Feature Request: -about-to-depart hook

Tue Jan 27 08:52:49 UTC 2015

On 26 January 2015 at 20:54, Mario Splivalo
<mario.splivalo at canonical.com> wrote:
> Hello!
>
> Currently juju provides relation-departed hook, which will fire on all
> units that are part of relation, and relation-broken hook, which will
> fire on unit that just departed the relation.
>
> The problem arises when we have a multi-unit service peered. Consider
> MongoDB charm where we usually have replicaset formed with three or more
> units:
> When a unit is destroyed (with 'juju remove-unit') first relation-broken
> hook will fire between the departing unit and all the 'staying' units.
> Then, on the departed unit relation-broken hook is fired. But, if we
> need to do some work on the departing unit before it leaves the
> relation, there is no way to do so. When 'relation-departed' hook is
> called there is no way of telling (if we make observation from within
> the hook) if we are running on unit that is departing, or on unit that
> is 'staying' within the relation.
>
> A '-before-departed' hook would, I think, solve. First a
> '-before-departed' hook will be fired on the departing unit. Then
> '-departed' hook will fire against departing and staying units. And,
> lastly, as it is now, the -broken hook will fire.
>
> Ignoring the, most likely, wrong nomenclature of the proposed hook, what
> are your opinions on the matter?

I've been working on similar issues.

When the peer relation-departed hook is fired, the unit running it
knows that $REMOTE_UNIT is leaving the cluster. $REMOTE_UNIT may not
be alive - we may be removing a failed unit from the service.
$REMOTE_UNIT may be alive but uncontactable - some form of network
partition has occurred.

When the peer relation-broken hook is fired, the unit running it knows
that is it leaving the cluster and decomissions itself. However, this
hook may never be run if the unit has failed. Or it may be impossible
to complete successfully (eg. corrupted filesystem).

I agree that this is not rich enough to remove units robustly. The
peer relation-departed hooks are not particularly useful to me, as
they cannot know in advance if the relation-broken hook will complete
successfully. It is the peer relation-broken hook that is responsible
for properly decoupling the unit from the service, and this works fine
if the unit is healthy. The problem is of course if the departing unit
*has* failed, because no subsequent hooks are called to repair the
damaged cluster.

As a concrete example, to remove a cassandra node from a cluster:
 - First, run 'nodetool decommission' on the departing node. This
streams its partitions to the remaining nodes.
 - Second, if 'nodetool decommission' failed or could not be run, run
'nodetool removenode' on one of the other nodes.

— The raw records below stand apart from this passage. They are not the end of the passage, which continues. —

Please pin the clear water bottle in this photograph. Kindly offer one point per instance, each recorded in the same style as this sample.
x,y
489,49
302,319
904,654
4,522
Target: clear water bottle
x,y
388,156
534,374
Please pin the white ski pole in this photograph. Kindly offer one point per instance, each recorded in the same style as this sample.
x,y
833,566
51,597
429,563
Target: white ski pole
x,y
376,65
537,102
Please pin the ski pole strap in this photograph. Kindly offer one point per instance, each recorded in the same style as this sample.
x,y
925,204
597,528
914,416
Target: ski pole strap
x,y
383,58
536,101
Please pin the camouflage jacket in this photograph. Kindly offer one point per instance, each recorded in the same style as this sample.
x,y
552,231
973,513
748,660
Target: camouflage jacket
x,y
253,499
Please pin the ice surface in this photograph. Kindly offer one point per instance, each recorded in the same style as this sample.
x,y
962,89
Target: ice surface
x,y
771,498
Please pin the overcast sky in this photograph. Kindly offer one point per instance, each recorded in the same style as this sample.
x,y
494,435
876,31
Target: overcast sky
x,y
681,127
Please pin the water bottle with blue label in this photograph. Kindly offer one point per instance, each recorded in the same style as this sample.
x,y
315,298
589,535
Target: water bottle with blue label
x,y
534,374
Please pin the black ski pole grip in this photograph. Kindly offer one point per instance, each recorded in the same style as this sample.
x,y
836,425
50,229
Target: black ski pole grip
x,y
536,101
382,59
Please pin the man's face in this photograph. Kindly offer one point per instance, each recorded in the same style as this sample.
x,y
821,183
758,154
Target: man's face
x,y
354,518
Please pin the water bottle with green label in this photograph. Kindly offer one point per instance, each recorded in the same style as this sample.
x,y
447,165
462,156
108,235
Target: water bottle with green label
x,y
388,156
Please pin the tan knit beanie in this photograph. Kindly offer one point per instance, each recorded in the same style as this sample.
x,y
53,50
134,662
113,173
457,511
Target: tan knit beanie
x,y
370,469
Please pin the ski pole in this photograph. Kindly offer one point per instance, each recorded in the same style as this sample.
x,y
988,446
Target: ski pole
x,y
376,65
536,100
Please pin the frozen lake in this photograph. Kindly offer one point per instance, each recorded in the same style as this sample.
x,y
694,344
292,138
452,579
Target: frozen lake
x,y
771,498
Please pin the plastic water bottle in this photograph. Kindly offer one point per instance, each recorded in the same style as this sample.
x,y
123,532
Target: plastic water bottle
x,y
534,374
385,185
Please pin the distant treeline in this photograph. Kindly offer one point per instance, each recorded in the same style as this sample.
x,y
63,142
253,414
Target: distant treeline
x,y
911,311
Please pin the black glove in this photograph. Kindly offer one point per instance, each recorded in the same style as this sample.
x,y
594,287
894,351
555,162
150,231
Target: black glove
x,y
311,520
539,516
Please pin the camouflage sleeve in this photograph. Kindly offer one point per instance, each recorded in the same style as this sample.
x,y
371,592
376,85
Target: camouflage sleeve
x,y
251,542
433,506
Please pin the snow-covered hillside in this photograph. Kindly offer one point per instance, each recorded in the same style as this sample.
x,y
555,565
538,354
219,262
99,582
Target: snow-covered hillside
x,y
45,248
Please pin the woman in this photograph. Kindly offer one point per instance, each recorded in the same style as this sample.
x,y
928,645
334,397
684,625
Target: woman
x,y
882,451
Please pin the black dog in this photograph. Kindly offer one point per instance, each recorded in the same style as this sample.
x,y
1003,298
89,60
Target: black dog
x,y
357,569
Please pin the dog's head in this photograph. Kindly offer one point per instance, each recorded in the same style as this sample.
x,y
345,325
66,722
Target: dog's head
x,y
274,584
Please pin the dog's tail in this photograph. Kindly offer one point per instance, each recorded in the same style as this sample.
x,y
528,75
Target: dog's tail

This removed the
failed node from the ring, and the remaining nodes will rebalance and
rebuild using redundant copies of the data. Data may be lost if stored
with a replication factor of 1 or if updates only waited for an
acknowledgement from 1 node.

An extra hook as you suggest would help me to solve this issue. But
what would also solve my issue is juju leadership (currently in
development). When the lead unit runs its peer relation-departed hook,
it connects to the departing unit and runs the decommissioning process
on its behalf. If it is unable to connect, it assumes the node is
failed and cleans up. It can even notify the remaining non-leader
units that the remove unit has been removed from the cluster, giving
them a chance to update their configuration if necessary. You can't
really do this without the leadership feature, as you can't coordinate
which of the remaining units is responsible for decommissioning the
departing unit (and they would trip over each other if they all
attempted to decommission the departing node).

The edge case in my approach is of course if the departing unit is
live, but for some reason the leader cannot connect to it. Maybe your
inter DC links have gone down. However, there are similar issues with
the extra hook. If your -before-departed hook fails to run, how long
should juju wait until it gives up and triggers the -departed hooks?

Perhaps what is needed here is instead an extra hook run on the
remaining units if the -broken hook could not be run successfully?
Lets call it relation-failed. It could be fired when we know the vm is
gone and the -broken hook was not successfully run.

-- 
Stuart Bishop <stuart.bishop at canonical.com>